Another study reported that several MRI texture features had excellent diagnostic performance in differentiating ccRCC from non-ccRCC (AUC > 0.8), including T2-WI entropy, DWI standard deviation at b-500 and b-1000, ADC mean, and skewness on T1-WI and on AP [28]. From these features, we agree on ADC mean as an informative feature that showed high AUC value (0.80) when comparing ccRCC to other tumors.

Recently, a study proposed radiologic-radiomics ML models for differentiation of benign and malignant solid renal masses [31]. They extracted CT-based radiomics features in different renal tumors and compared it also to clinical radiologic evaluation. In concordance with our study, they found that models incorporating radiologic assessment and radiomics features may help in the differentiation of different renal solid tumors, with sensitivity up to 90%, and specificity up to 91.7%.

Our results are relevant to clinical practice because of the heterogeneous nature of renal tumors, it is necessary to better characterize this disease [10]. Radiomics analysis can add complementary information for tumor characterization, which may not be perceptible to human eye [12]. These features can be used to generate ML models and aid radiological evaluation of renal tumors non-invasively. Also, in the era of personalized medicine, radiomics in combination with histopathologic, genetic, and metabolic datasets may help to improve patient management, and might be used as a biomarker that would help in tumor characterization, treatment selection, and prognosis [32, 33].

Our findings have several future applications such as facilitating workflow in busy clinical settings. Further studies are needed to incorporate these ML models in deep learning and AI algorithms including tasks like lesion detection/segmentation, characterization, and prediction of diagnosis and treatment response [34, 35]. Future studies should also evaluate the use of radiomics and ML models to assess treatment response on minimally invasive treatment modalities, such as ablative therapies, which have been used as an alternative treatment to surgery for T1a stage RCC, especially for medically fragile patients [36].

Our study has several limitations. It was conducted in a single center and the sample size was relatively small, with only 16.8% of benign lesions. This difference in numbers may affect the lack of significant features when comparing benign versus malignant tumors.

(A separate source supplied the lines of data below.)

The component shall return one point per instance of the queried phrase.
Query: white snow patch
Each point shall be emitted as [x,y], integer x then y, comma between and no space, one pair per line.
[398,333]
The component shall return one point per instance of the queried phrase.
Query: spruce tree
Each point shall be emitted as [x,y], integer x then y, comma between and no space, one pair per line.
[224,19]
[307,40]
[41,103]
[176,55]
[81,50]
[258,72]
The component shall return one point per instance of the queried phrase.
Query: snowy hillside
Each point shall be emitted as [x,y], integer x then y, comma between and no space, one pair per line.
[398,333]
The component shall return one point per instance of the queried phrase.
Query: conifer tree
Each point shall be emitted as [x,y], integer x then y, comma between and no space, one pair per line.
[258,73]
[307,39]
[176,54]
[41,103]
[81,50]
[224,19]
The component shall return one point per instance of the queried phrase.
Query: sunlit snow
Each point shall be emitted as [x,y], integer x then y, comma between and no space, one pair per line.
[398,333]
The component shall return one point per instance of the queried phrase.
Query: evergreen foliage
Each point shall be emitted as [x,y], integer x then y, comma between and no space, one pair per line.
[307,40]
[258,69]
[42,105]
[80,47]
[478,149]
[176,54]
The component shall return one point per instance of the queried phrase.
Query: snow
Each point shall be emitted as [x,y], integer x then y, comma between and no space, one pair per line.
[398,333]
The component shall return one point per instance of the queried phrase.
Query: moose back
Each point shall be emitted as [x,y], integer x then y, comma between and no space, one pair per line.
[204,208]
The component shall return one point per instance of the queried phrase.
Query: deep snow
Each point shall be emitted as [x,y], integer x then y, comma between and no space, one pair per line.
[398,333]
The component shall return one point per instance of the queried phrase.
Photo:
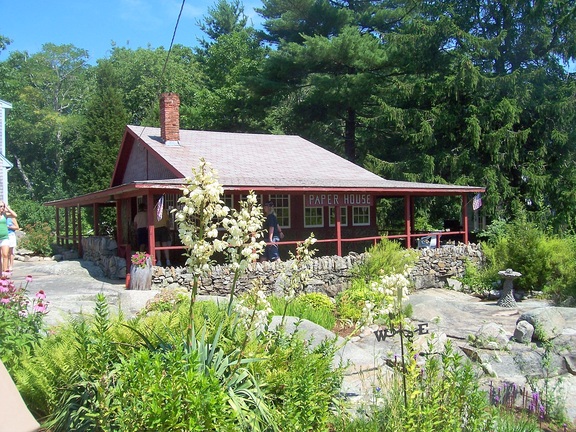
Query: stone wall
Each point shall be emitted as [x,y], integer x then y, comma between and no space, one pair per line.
[331,274]
[103,251]
[436,266]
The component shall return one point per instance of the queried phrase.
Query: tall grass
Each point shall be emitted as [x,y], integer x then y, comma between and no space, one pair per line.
[323,316]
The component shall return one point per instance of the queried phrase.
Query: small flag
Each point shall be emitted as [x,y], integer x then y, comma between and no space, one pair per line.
[160,208]
[476,202]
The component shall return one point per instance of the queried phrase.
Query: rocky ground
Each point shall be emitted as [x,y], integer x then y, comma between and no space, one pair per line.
[482,330]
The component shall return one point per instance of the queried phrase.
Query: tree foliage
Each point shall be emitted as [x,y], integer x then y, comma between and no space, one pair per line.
[462,92]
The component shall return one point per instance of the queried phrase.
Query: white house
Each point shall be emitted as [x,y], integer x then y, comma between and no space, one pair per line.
[5,164]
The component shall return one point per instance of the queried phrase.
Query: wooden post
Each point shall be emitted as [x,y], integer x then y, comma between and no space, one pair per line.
[338,231]
[408,220]
[465,217]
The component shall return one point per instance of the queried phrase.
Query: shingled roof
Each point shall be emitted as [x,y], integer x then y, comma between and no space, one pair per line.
[270,161]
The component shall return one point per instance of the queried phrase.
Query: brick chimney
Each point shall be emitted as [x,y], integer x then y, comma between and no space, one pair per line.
[170,118]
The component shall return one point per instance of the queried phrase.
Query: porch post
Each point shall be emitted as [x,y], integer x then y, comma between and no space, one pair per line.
[338,231]
[74,226]
[67,225]
[408,220]
[151,234]
[58,239]
[96,218]
[465,217]
[119,227]
[80,251]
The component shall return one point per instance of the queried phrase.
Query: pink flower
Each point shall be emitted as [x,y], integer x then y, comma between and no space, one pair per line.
[40,308]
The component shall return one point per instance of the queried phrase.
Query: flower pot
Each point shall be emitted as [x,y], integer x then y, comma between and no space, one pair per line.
[141,277]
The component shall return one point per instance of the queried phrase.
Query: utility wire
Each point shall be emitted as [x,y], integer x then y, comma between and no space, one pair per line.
[172,41]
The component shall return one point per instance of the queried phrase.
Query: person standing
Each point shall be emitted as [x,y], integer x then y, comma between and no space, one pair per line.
[274,234]
[12,228]
[141,224]
[5,213]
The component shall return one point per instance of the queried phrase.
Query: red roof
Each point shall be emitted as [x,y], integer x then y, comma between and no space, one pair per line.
[258,161]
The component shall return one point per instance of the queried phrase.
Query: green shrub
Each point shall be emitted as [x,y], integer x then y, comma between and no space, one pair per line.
[21,320]
[546,262]
[387,257]
[317,308]
[442,395]
[302,384]
[317,301]
[39,239]
[351,302]
[165,391]
[476,279]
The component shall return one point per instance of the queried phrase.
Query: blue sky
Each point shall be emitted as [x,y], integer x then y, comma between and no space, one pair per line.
[94,24]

Selection bias may exist because we retrospectively analyzed only patients with renal tumors that underwent surgery with prior abdominal MRI. Variability in MRI protocols/scanners may have affected the robustness and reproducibility of radiomics features [11, 37]. Results can also be affected by the fact that segmentation of the lesion was performed by one observer, and we did not measure inter-observer variability [11, 38]. Our results can potentially be improved in the future, with a larger and multicentric cohort of patients, standardization in MRI protocols, and development of new ML techniques.

In conclusion, this study showed that ML models incorporating MRI-based radiomics features and qualitative radiologic assessment can help characterize renal masses.